サン=クルー今年最後のG戦はパース賞 Prix Perth (GⅢ、3歳上、1600メートル)。12頭が出走し、29対10の1番人気には、ここ2戦続けてGⅠ戦(フォルマス・ステークス、ロッシルド賞)で5着しているフィントリー Fintry が選ばれていました。
レースは左右に広がって二つのグループに分かれ、スタンド側を選んだ7番人気(171対10)スティルマン Stillman の逃げ。内ラチ沿いを先行した本命フィントリーが一旦は先頭に立ちましたが、そこから失速、替ってスタンド側の中団に付けていた3番人気(53対10)のマイ・ドリーム・ボート My Dream Boat が抜け、内ラチ側の中団から伸びた10番人気(35対1)モマヤーズ Momayyaz に1馬身半差を付けて優勝。逃げたスティルマンが4分の3馬身差で3着に粘り、フィントリーは結局6着敗退に終わりました。

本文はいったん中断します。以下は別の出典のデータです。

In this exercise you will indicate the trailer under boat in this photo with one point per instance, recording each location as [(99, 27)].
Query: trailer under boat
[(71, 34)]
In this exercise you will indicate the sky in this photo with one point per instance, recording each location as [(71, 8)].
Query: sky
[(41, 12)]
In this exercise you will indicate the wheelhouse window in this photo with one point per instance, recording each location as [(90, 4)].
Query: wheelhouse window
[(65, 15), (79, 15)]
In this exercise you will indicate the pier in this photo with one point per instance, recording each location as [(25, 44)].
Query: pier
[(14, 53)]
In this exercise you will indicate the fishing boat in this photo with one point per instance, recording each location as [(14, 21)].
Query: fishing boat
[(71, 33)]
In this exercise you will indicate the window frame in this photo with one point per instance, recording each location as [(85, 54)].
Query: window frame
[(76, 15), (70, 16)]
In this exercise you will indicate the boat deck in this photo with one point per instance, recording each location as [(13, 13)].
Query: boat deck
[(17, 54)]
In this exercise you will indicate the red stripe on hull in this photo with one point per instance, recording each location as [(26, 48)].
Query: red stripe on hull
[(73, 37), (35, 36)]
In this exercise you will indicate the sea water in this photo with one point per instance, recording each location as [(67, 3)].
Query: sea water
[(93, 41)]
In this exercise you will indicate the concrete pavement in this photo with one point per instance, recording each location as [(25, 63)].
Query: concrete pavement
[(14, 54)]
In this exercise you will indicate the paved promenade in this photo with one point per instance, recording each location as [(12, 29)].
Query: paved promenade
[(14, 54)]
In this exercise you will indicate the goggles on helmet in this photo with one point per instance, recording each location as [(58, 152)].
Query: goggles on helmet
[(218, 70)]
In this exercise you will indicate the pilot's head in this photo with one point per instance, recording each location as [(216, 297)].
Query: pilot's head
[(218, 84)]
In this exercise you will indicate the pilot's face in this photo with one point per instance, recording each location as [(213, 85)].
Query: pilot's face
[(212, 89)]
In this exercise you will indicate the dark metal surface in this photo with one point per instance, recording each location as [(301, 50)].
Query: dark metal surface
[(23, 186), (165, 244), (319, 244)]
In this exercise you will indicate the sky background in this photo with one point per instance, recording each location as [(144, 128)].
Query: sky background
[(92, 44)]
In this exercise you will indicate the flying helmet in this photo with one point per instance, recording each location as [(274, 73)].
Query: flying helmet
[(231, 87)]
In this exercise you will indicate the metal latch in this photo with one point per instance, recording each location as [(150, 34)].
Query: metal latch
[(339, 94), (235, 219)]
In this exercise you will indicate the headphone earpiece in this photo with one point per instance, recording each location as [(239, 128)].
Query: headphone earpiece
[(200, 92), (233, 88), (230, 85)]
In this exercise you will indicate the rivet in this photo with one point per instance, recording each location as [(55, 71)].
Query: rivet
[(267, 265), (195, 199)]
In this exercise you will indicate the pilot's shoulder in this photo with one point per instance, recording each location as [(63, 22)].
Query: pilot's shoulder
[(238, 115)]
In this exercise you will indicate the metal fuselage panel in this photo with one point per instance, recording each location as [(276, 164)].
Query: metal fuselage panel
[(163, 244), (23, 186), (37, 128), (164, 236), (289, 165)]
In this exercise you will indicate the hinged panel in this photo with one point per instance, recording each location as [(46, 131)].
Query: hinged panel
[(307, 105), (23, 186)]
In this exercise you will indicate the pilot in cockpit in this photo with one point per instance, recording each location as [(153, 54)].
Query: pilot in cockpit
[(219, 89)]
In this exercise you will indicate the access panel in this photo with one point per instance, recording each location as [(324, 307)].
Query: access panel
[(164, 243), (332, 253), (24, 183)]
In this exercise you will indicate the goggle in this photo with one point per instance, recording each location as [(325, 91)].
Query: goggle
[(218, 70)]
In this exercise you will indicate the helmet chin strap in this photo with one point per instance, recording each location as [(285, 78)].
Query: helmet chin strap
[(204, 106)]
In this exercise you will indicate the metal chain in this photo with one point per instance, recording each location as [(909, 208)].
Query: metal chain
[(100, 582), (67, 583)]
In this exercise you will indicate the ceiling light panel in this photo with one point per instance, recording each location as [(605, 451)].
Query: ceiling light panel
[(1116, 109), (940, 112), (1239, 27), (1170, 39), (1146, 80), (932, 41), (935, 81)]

G戦初勝利となるマイ・ドリーム・ボートは、英国のクライヴ・コックス師が管理する3歳馬で、フロール賞に続きクリストフ・スミオン騎乗。3走前にヨークのハンデ戦に勝ち、ニューマーケットのケンブリッジシャー・ハンデでは34頭立ての11着。そして前走シャンティーのリステッド戦でスミオン騎手と初コンビを組んで快勝し、今回も同じコンビでの連勝となりました。
スミオン・マジックが冴えた最後のサン=クルーです。

シーズン末の平場G戦を一気に消化したフランス競馬、残すはローカル競馬のG戦一鞍だけとなりました。